A smoker takes a puff just off the Durham College, Ontario Tech University property. Photo credit: Jeremy Corrivault-Luxton

It’s been about a year since smoking – of all forms – was banned on the campus of Durham College (DC) and Ontario Tech University.

Don Lovisa, DC president, feels the ban is effective.

‘I think it’s working fine, it’s going to take some time for people to fully accept it,” says Lovisa, adding the school provides full support for students who want to quit at the health centre.

Officials are currently enforcing a smoke-free campus, says Jordan A. Stanley, a security guard on campus.

Security guards still find students smoking on campus, but Stanley notes there are fewer people smoking this year. He says they see and warn up to eight people a day who are smoking on campus.

After the legalization of cannabis in Canada, Durham College and Ontario Tech banned smoking on campus effective Oct. 12, 2018. Students now must walk to specific areas to smoke off campus.

When the ban was announced, school officials indicated it would be enforced in three phases.

The first phase was the announcement indicating the school was now smoke-free. They additionally put out signs to inform students smoking was no longer allowed.

Phase two was implemented in February of this year. The schools wanted to have more security ensuring students were no longer smoking on campus.

They are now currently on phase three, trying to eliminate all smoking on campus. Bylaw officers are checking on students who light up on campus. If the students are found smoking, they receive a warning the first time they are caught, Stanley says.

“We give you a warning, the bylaw (officer) has the choice to give you a ticket right away or a warning,” says Stanley.

Durham College student, Kindam Doshi, says he enjoys having a smoke-free campus.

Doshi feels like it’s good to have restricted areas for smokers to gather just off campus property because as an international student, it is easier for him to meet with familiar faces every day and talk to them.

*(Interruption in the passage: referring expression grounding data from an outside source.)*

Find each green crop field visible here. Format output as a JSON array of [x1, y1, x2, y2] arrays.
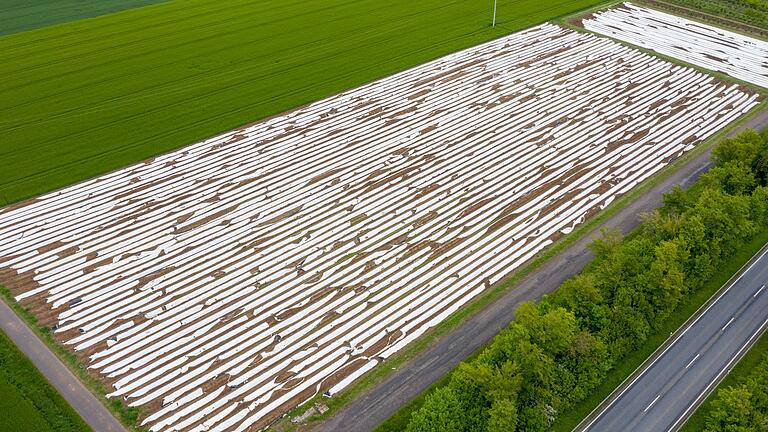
[[0, 0, 604, 205], [0, 329, 89, 432], [0, 0, 166, 36]]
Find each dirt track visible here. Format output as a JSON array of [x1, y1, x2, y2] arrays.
[[313, 109, 768, 432]]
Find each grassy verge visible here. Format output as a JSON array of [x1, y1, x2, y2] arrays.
[[0, 288, 145, 431], [553, 229, 768, 431], [680, 329, 768, 431], [290, 93, 768, 431], [0, 327, 91, 432]]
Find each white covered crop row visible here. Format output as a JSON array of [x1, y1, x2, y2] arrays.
[[584, 2, 768, 88], [0, 24, 759, 432]]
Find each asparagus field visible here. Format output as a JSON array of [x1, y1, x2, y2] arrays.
[[583, 3, 768, 88], [0, 23, 759, 432]]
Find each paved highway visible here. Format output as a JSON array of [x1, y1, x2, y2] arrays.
[[0, 300, 125, 432], [579, 245, 768, 432]]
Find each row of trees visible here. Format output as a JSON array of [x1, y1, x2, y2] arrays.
[[406, 129, 768, 431], [703, 350, 768, 431]]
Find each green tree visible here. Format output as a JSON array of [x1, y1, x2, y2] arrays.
[[486, 398, 518, 432], [702, 161, 756, 195], [704, 386, 759, 432], [662, 185, 690, 214], [548, 275, 609, 333], [407, 387, 465, 432], [750, 186, 768, 226]]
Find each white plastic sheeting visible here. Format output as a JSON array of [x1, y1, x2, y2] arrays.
[[584, 2, 768, 88], [0, 24, 759, 432]]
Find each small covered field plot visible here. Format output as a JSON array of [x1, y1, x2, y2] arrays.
[[0, 24, 760, 432], [583, 3, 768, 88]]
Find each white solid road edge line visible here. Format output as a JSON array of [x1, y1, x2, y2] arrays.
[[644, 394, 661, 413], [578, 245, 768, 431], [667, 317, 768, 432]]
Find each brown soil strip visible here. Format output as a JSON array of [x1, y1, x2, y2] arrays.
[[0, 266, 39, 294], [176, 204, 240, 234], [457, 196, 495, 219], [37, 240, 68, 254], [403, 240, 438, 259], [520, 47, 572, 68], [349, 214, 368, 225], [553, 58, 603, 80], [256, 206, 302, 228], [413, 59, 485, 87], [307, 168, 348, 186], [428, 237, 466, 261], [412, 211, 439, 228], [408, 89, 431, 100]]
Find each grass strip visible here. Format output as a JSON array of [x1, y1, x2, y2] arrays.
[[0, 327, 91, 431]]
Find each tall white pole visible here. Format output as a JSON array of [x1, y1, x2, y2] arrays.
[[492, 0, 497, 27]]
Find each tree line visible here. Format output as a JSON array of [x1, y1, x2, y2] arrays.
[[405, 129, 768, 431]]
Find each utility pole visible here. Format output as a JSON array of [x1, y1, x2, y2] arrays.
[[492, 0, 497, 27]]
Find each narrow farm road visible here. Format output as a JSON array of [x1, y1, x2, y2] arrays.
[[314, 111, 768, 432], [0, 300, 125, 432]]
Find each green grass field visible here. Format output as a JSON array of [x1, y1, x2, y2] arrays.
[[0, 0, 604, 205], [0, 0, 166, 36], [0, 329, 90, 432]]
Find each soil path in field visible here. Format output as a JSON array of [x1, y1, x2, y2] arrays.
[[313, 109, 768, 432], [0, 300, 125, 432]]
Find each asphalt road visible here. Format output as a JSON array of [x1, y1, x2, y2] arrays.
[[579, 245, 768, 432], [315, 111, 768, 432], [0, 300, 126, 432]]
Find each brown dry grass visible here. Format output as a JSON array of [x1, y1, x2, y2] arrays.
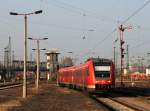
[[0, 82, 103, 111]]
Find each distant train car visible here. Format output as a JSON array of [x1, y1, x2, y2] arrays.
[[15, 72, 23, 81], [15, 71, 35, 81], [58, 58, 115, 92]]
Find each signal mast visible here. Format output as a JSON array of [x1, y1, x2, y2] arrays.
[[119, 24, 132, 86]]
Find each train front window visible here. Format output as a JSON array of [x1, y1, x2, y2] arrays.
[[94, 66, 110, 79]]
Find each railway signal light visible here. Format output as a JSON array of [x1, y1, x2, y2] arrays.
[[121, 50, 124, 58], [121, 40, 125, 58], [121, 40, 125, 45]]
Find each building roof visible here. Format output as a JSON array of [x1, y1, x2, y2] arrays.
[[46, 49, 60, 55]]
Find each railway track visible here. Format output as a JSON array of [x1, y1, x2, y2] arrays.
[[0, 82, 22, 90], [0, 80, 36, 90], [0, 80, 47, 90], [91, 95, 147, 111]]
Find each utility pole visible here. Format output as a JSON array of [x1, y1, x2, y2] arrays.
[[147, 53, 150, 67], [8, 37, 11, 79], [114, 46, 116, 67], [114, 38, 118, 74], [4, 37, 12, 80], [4, 48, 9, 79], [37, 40, 40, 89], [126, 45, 129, 72]]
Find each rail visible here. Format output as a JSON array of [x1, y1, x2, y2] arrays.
[[0, 80, 35, 90], [91, 95, 146, 111], [0, 83, 22, 90]]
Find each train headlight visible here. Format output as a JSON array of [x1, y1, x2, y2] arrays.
[[107, 80, 111, 83]]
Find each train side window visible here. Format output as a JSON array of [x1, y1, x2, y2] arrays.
[[76, 71, 78, 77], [80, 70, 82, 76], [86, 68, 89, 76], [78, 71, 80, 77]]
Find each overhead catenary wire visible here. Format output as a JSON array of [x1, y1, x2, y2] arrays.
[[1, 0, 150, 62], [45, 0, 118, 23], [0, 1, 97, 32], [51, 0, 88, 13], [131, 40, 150, 49], [43, 0, 84, 15], [121, 0, 150, 24], [41, 0, 150, 60], [1, 0, 117, 33], [82, 0, 150, 58], [0, 14, 94, 32]]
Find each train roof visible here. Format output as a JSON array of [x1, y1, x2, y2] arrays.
[[59, 66, 75, 71], [86, 58, 113, 65], [59, 57, 113, 71], [87, 58, 112, 63]]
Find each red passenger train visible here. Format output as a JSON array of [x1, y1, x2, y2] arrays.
[[58, 58, 115, 92]]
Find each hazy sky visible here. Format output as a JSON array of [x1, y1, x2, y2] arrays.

He says having students smoking all over campus could create a bad reputation for the school.

“Smoke free campus, I’m really looking forward to it!” says Doshi.

Ontario Tech student, Kevin Wilson, voiced his displeasure about the ban.

‘It’s so frustrating with the new rules now I have to walk 15 minutes just to take my smoke break and by the time I’m done I’m already late for class,” says Wilson.

He also says the ban is foolish, noting prior to the ban, he could grab a quick smoke outside a building on campus and be back for the start of a class, but now because he has to walk further, he is occasionally late for class.

Tom Lynch, the director for Office of Campus Security, is in meetings about the final phase of the implementation of the smoking ban.

“The Office of Campus Safety is currently in discussions with both institutions in regard to the next steps in the non-smoking policies and the impact the new regional bylaw will have,” says Lynch in an email, referring to Durham Region’s new smoking and vaping bylaw which went into effect in April of this year.